John Ido V. The State (2011)

LawGlobal-Hub Lead Judgment Report – COURT OF APPEAL

STANLEY SHENKO ALAGOA, J.C.A. (Delivering the Leading Judgment)

This is an appeal against the judgment of Oduntan J. of the High Court of Justice Abeokuta, Ogun State of Nigeria in Charge No. RFT/5/96 delivered on the 28th April, 2000 convicting the Appellant and sentencing him to life imprisonment for Attempted Armed Robbery under Section 2(2) (a) of the Robbery and Firearms (Special Provisions) Act Cap 398 Laws of the federation of Nigeria 1990.

The case for the prosecution briefly is that on the 21st September, 1993, one Adeyemi Adetoro, a driver with a Company known as Sundere (Nigeria) Ltd. Lagos Nigeria was driving his employer’s trailer with registration number LA 2808 SF loaded with about one thousand six hundred crates of stout from Lagos to Ado Ekiti in the company of a motor attendant by name Edun when along the Lagos/Ibadan Expressway at a point after Ogere toll gate their trailer was stopped by the Appellant and two other persons now at large. All three persons were dressed in army and mobile police uniforms. The driver Adeyemi Adetoro henceforth, referred to as PW1 as he indeed was in the trial High Court said he noticed that they carried guns. Upon inquiry by them as to what he was carrying in his trailer, he informed them that it was Guinness stout which they said was rice. They demanded the waybill of the consignment of Cargo he was carrying and he showed it to them. The Appellant then opened the door of the trailer where the motor attendant was sitting and pulled him down. At that point in time PW1 saw a Danfo bus reversing towards them which stopped as it got to them.

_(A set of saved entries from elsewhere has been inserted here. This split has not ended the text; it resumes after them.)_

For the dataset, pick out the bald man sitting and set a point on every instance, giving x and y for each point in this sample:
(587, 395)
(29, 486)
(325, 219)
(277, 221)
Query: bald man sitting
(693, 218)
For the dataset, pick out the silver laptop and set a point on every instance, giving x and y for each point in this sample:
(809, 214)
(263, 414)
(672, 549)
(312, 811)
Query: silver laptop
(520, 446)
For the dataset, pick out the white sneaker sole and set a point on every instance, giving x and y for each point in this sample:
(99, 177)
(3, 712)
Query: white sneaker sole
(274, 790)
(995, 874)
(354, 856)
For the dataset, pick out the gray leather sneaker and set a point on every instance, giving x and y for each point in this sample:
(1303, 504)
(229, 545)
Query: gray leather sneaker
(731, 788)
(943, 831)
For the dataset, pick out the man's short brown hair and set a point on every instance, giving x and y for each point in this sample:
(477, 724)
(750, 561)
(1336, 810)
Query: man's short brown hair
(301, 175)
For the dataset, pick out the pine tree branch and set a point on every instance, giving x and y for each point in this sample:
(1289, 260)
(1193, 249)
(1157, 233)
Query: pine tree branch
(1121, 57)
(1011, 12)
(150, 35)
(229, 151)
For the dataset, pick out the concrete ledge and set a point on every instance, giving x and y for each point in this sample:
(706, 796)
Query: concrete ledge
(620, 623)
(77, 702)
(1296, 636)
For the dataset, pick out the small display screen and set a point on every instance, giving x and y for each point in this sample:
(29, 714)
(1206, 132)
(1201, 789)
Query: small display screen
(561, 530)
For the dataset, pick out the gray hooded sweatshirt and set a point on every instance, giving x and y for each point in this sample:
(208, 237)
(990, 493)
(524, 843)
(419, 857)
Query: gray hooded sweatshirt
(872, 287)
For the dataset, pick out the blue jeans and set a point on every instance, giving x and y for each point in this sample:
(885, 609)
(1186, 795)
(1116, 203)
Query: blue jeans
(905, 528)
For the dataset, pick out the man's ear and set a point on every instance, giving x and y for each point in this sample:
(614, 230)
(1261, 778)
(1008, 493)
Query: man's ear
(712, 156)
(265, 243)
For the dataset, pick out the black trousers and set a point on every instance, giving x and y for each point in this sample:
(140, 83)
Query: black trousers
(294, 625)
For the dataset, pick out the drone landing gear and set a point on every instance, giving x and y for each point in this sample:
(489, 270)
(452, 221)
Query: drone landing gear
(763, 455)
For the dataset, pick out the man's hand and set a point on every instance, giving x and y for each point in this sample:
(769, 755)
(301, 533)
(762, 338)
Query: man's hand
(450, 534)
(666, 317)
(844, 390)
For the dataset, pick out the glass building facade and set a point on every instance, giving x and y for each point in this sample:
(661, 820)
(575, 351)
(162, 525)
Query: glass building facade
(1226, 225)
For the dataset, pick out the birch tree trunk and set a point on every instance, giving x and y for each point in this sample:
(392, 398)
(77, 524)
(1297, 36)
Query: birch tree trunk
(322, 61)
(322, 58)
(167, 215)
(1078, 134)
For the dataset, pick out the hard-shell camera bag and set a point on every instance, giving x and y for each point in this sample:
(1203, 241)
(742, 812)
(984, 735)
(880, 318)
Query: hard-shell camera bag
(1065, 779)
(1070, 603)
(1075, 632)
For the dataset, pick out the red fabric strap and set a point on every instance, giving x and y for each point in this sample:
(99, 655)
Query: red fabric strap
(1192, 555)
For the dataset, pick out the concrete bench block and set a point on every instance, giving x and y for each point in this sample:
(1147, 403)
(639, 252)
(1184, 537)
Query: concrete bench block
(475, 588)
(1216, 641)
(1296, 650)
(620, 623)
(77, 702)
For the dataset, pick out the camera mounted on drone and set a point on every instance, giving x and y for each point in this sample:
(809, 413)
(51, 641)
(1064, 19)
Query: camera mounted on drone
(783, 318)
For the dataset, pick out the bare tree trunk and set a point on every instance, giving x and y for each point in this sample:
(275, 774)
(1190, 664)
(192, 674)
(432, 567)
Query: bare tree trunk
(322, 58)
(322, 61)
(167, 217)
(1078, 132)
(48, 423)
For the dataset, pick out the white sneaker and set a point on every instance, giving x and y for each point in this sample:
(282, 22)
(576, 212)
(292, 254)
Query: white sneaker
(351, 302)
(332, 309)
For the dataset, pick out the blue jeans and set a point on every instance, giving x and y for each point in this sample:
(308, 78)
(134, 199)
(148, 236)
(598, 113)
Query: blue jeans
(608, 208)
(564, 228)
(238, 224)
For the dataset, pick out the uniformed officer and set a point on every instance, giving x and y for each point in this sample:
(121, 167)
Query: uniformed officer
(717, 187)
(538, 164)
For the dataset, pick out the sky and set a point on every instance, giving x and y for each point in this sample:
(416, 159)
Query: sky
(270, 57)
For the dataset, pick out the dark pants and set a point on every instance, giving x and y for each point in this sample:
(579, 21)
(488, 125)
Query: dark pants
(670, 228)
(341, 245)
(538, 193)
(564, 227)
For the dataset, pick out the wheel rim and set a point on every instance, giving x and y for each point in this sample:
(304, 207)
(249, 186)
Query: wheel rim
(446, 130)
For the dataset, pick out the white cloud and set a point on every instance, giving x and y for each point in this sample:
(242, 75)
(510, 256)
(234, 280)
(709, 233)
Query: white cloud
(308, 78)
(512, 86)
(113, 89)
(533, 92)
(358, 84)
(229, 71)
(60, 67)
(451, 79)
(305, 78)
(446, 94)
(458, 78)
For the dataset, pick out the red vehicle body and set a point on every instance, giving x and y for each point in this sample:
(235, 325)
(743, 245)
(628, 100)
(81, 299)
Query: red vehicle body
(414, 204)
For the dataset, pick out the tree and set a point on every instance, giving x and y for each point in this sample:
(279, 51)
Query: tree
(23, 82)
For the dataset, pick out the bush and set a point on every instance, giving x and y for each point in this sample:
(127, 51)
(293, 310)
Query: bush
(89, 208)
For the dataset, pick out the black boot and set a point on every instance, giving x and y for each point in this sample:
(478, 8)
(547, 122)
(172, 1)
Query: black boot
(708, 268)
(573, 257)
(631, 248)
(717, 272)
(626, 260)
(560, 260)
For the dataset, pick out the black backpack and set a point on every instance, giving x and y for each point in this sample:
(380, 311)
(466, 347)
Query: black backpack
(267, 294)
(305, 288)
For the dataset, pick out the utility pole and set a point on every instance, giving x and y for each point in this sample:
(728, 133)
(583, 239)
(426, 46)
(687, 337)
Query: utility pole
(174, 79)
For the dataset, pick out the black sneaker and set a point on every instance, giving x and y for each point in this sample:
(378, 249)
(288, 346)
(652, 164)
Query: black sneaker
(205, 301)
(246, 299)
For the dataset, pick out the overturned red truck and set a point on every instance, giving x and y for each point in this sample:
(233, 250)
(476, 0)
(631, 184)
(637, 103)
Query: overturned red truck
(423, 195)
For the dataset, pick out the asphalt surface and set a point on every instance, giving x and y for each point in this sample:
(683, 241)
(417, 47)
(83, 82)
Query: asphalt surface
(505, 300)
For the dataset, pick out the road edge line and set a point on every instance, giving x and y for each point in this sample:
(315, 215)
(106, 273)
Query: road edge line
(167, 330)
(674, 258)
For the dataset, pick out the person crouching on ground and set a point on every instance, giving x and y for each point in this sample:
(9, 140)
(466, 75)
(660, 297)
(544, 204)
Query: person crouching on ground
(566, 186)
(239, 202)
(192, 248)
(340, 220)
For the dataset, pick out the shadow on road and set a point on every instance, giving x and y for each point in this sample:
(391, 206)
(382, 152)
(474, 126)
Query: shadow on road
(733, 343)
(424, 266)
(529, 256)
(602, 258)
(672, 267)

The Appellant who was dressed in Army uniform began to beat his attendant and ordered him to lie face down. While this was going on PW1 said he managed to put on the security device in the trailer to immobilize it and had hardly finished doing this when the Appellant and the others pounced on him and pulled him down from the trailer. The other two who were dressed in army and mobile police uniforms held PW1 and started to push him around. They bundled him into the Danfo bus where three other men were seated. He pleaded with them to allow him to go and get the ignition key inside the trailer removed and they allowed him to do so. When he got out of the Danfo bus, he started to run away and succeeded in reaching a nearby toll gate without being caught where he raised an alarm.

Later the Appellant and the others also arrived at the toll gate and told the police man at the toll gate that they were after PW1 for drenching them with water at Ojota earlier that day which allegation was denied by PW1 as he did not go through Ojota. PW1, Appellant and the other two persons with him were then taken to Iperu station. PW1 stated further that while the Appellant and his companions travelled in the police vehicle to Iperu, he was allowed to drive his own vehicle to Iperu police station. That was the evidence of PW1 in court. Two other witnesses PW2 and PW3 also gave evidence for the prosecution. The Appellant gave evidence in self defence.

After addresses of counsel, the learned trial Judge in its considered judgment delivered on the 28th April 2000 found the Appellant guilty of Attempted Armed Robbery and accordingly sentenced him to imprisonment for life. It is against this conviction and sentence that the Appellant has appealed to this court. To the sole ground in the original Notice of Appeal that the decision of the High Court is unreasonable and cannot be supported having regard to the weight of evidence, the following additional grounds of appeal have by leave of this Court been added viz –

GROUND 2: ERROR IN LAW

The learned trial Court erred in law when it held that the prosecution has proved the essential ingredients of Attempted Armed Robbery against the Appellant.

PARTICULARS OF ERROR

(i) The prosecution failed to show that the act of the Appellant was sufficiently proximate to the crime with which he was accused of.

(ii) There is no evidence before the learned trial Judge to show that the accused person had the intention to rob manifested by clear cut acts.

(iii) The prosecution failed woefully to show that the accused person was trying to rub.

GROUND 3: ERROR IN LAW

The learned trial Judge erred in law and fact by failing to properly evaluate and pronounce on the material evidence of the Appellant which created doubt in the evidence of the prosecution and the failure has occasioned a miscarriage of justice to the Appellant.